Connecticut’s recent uptick has been particularly noticeable in the eastern half of the state. According to state data released Thursday, the city of Norwich recorded 85 cases from September 20-26, most of any municipality. Lamont said the city, home to about 39,000 people, had experienced 23 daily cases per 100,000 residents, more than five times the state’s rate, along with a 6.7% positivity rate.
New London, with 42 cases. and Windham with 36 also ranked among the hardest hit towns and cities in the data released Thursday, joining Danbury (73 cases), Hartford (68), Bridgeport (60), New Britain (56), Waterbury (50) and West Hartford (38). An outbreak at a Colchester nursing home has led that town’s numbers to tick upward as well.

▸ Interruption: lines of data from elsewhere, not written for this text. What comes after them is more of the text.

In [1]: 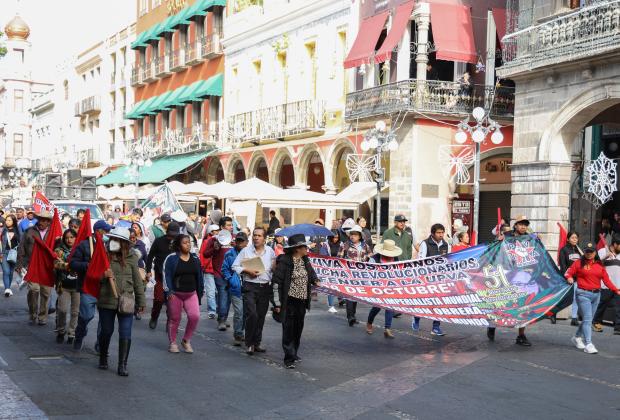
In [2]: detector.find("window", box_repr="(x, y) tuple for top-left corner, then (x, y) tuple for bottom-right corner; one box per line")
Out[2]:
(13, 133), (24, 157)
(13, 89), (24, 112)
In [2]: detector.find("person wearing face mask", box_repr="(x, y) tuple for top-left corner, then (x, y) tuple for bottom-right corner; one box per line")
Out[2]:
(15, 210), (53, 325)
(69, 220), (112, 351)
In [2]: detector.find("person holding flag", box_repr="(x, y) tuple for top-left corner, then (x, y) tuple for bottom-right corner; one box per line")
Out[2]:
(15, 210), (57, 325)
(67, 218), (112, 350)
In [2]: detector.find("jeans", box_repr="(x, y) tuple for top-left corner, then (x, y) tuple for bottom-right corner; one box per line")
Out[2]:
(99, 308), (133, 342)
(368, 306), (394, 329)
(168, 292), (200, 343)
(2, 254), (15, 290)
(75, 293), (101, 339)
(215, 277), (230, 322)
(203, 273), (217, 314)
(230, 293), (245, 337)
(575, 289), (601, 345)
(242, 281), (272, 347)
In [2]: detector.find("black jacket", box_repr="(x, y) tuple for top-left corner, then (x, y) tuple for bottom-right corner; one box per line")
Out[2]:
(271, 254), (319, 319)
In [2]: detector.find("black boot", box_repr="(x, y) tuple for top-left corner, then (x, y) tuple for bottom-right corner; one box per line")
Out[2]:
(117, 338), (131, 376)
(97, 336), (110, 370)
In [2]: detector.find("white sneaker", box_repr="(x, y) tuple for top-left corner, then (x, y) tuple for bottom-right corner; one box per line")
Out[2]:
(570, 337), (586, 350)
(583, 343), (598, 354)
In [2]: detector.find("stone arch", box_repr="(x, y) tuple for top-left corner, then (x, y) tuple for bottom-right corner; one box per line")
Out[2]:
(538, 84), (620, 163)
(269, 147), (296, 188)
(247, 151), (269, 182)
(225, 154), (247, 184)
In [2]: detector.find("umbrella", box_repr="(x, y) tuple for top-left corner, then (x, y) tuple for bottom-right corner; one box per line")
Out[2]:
(278, 223), (334, 238)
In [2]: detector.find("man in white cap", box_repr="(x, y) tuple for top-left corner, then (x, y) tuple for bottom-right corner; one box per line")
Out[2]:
(15, 210), (53, 325)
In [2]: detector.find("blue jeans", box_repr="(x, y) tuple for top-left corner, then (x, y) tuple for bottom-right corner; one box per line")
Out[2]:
(230, 293), (245, 337)
(99, 308), (133, 340)
(215, 277), (230, 321)
(203, 273), (217, 314)
(575, 289), (601, 345)
(75, 293), (97, 339)
(2, 254), (15, 290)
(368, 306), (394, 329)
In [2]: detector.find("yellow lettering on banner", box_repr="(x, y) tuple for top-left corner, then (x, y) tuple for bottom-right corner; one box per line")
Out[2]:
(482, 265), (510, 289)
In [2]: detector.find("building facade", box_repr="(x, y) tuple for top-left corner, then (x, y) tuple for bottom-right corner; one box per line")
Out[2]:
(499, 0), (620, 250)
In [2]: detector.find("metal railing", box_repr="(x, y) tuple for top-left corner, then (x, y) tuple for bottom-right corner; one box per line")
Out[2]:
(345, 79), (514, 120)
(498, 0), (620, 77)
(225, 100), (325, 145)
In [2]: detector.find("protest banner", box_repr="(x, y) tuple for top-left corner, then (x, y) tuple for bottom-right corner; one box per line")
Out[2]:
(310, 235), (572, 327)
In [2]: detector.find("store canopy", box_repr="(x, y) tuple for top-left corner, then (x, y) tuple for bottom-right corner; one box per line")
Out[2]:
(375, 0), (414, 63)
(97, 151), (212, 185)
(493, 7), (506, 43)
(431, 3), (478, 64)
(344, 10), (390, 69)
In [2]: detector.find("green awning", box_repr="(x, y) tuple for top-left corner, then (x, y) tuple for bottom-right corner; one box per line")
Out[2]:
(97, 150), (214, 185)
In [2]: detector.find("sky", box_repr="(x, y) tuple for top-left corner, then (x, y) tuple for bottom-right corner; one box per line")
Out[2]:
(0, 0), (136, 81)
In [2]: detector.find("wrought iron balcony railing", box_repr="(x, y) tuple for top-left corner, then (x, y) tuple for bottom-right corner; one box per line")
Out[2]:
(345, 79), (514, 120)
(498, 0), (620, 77)
(225, 100), (325, 146)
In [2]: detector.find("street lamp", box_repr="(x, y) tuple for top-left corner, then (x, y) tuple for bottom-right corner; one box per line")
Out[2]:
(454, 107), (504, 244)
(360, 120), (398, 243)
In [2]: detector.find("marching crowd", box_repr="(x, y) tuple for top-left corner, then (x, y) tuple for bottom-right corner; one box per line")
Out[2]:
(0, 204), (620, 376)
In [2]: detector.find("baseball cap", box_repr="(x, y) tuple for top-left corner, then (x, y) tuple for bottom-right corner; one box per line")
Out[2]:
(93, 220), (113, 232)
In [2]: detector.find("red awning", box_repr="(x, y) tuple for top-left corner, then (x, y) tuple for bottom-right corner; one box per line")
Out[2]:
(344, 11), (390, 69)
(375, 0), (414, 63)
(431, 3), (478, 64)
(493, 8), (506, 42)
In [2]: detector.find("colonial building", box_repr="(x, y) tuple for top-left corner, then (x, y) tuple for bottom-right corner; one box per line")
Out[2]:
(499, 0), (620, 250)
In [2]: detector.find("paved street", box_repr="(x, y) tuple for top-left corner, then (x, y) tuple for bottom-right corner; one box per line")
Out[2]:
(0, 291), (620, 419)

After recording relatively low levels of COVID-19 for much of the pandemic, New London County now has the highest rate of cases of any Connecticut county. Whereas the area had only two patients hospitalized with the disease on September 18, that number had increased to 15 as of Thursday.

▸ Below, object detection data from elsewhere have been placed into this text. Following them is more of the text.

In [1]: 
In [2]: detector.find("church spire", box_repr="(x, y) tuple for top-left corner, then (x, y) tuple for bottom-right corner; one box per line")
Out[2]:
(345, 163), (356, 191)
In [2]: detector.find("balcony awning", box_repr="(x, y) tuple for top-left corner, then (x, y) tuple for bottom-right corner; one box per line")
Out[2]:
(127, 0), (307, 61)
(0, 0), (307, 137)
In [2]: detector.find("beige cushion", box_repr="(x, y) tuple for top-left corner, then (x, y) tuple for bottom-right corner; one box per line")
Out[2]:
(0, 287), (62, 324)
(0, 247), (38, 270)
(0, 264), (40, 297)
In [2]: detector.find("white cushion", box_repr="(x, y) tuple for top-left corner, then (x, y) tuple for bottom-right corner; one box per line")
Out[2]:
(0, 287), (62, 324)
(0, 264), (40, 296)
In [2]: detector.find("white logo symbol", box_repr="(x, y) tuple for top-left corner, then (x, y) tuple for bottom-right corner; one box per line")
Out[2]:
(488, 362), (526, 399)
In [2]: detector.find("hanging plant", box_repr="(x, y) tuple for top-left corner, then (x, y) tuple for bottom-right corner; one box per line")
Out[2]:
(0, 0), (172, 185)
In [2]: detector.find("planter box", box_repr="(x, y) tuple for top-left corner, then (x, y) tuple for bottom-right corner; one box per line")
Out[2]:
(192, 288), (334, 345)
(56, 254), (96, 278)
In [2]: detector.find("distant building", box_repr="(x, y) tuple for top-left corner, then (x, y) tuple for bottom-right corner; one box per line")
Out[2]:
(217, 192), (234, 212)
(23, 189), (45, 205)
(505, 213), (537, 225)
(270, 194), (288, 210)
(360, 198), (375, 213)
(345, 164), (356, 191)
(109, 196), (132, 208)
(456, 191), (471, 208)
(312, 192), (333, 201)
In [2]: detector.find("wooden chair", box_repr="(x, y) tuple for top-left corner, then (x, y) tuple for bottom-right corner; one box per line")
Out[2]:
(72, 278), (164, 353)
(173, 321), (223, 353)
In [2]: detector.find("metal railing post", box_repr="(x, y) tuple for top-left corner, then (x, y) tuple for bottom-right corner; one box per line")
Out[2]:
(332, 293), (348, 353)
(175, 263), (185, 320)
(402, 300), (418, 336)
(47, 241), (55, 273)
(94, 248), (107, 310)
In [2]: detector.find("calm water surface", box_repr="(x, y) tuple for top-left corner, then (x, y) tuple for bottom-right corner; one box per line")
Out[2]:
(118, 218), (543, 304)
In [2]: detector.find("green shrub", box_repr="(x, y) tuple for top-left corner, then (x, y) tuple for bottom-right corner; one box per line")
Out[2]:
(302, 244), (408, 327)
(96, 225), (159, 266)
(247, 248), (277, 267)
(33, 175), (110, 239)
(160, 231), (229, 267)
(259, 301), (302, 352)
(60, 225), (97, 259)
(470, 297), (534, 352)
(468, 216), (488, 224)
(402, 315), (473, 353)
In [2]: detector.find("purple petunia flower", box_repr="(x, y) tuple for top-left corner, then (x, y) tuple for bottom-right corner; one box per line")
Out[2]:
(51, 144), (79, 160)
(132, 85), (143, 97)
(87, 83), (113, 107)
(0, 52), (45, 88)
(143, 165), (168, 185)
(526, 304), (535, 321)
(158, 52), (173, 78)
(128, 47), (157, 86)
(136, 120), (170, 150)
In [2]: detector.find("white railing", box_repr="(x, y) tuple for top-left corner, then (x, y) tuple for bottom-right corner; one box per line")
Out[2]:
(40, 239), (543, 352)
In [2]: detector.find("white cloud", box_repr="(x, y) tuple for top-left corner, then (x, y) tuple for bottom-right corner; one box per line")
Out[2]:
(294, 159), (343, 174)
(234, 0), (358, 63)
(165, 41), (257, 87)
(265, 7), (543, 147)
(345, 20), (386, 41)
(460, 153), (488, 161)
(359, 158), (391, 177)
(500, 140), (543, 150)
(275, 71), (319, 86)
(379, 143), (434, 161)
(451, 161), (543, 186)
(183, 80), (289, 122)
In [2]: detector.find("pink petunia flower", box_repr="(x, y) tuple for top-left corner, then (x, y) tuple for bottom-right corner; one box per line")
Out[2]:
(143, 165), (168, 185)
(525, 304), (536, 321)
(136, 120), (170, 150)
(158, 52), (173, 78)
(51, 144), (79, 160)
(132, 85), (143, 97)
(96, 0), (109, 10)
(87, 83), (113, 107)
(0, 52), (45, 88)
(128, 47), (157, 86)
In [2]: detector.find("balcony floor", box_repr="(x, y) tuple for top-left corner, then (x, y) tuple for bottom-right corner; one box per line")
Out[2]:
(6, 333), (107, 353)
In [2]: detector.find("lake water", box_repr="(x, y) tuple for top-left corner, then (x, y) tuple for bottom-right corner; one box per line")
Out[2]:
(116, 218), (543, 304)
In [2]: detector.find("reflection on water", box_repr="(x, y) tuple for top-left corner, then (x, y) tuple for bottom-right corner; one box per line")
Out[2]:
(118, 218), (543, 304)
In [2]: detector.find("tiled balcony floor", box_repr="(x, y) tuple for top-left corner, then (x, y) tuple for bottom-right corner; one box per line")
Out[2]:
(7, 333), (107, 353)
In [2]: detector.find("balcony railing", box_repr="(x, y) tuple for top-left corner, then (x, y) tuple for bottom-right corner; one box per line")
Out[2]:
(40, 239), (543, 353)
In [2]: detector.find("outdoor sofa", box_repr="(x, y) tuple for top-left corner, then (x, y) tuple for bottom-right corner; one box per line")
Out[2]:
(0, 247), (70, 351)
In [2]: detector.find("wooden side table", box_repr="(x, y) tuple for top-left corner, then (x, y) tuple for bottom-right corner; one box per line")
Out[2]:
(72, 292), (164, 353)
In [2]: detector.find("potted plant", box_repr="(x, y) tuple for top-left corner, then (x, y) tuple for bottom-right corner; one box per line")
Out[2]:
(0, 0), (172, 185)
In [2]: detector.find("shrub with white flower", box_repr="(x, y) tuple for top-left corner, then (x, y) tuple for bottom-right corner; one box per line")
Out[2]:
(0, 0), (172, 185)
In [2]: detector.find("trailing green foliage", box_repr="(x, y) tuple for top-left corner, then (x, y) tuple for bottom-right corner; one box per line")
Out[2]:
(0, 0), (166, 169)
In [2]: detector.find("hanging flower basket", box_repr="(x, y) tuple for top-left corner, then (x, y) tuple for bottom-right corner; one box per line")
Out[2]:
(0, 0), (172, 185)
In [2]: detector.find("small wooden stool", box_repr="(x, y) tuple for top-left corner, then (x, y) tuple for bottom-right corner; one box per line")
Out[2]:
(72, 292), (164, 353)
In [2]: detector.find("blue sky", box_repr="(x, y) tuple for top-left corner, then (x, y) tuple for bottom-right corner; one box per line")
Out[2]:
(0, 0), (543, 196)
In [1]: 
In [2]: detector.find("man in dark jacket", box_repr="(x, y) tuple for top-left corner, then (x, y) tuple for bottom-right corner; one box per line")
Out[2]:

Officials in Norwich, New London and elsewhere have said they can’t point to any particular factor driving the increase.
“We have not yet determined a common link," Norwich Mayor Peter Nystrom said Thursday, "and I don’t know that we’ll be able to get to that point.”
Mary Bylone, first selectman of Colchester, said the town’s number of COVID cases have doubled in recent weeks, partly due to the nursing home outbreak but also because, she believes, people aren’t wearing masks as much as they did earlier in the pandemic.
“People are more mobile now, but we have to remember why it was we had so few cases back in April and May," she said. "And that’s because everyone was wearing a mask and properly social distancing and need to remember that.”
Deidre Gifford, the state’s acting commissioner of public health, resisted the suggestion that the increase in New London County grew out of issues at Backus Hospital in Norwich, which experienced an outbreak among staff last month. Nursing home officials say the outbreak at the Colchester nursing home may have begun after a resident there returned from a procedure at Backus.
“I would really caution against an approach that identifies a particular entity as causing an outbreak,” Gifford said.
As numbers have risen in New London County, officials have begun to take action. In Norwich, state and local officials have arranged for increased testing this weekend. Meanwhile, Ledge Light health director Stephen Mansfield penned a letter to area superintendents this week, cautioning against full in-person instruction.
“We have seen a significant number of infected staff and students, which have resulted in school closures, extensive cleanings and modifications to scheduling,” Mansfield wrote. “The current hybrid model may reduce transmission by limiting the number of potential exposures.”
Courant staff writer Dave Altimari contributed to this report.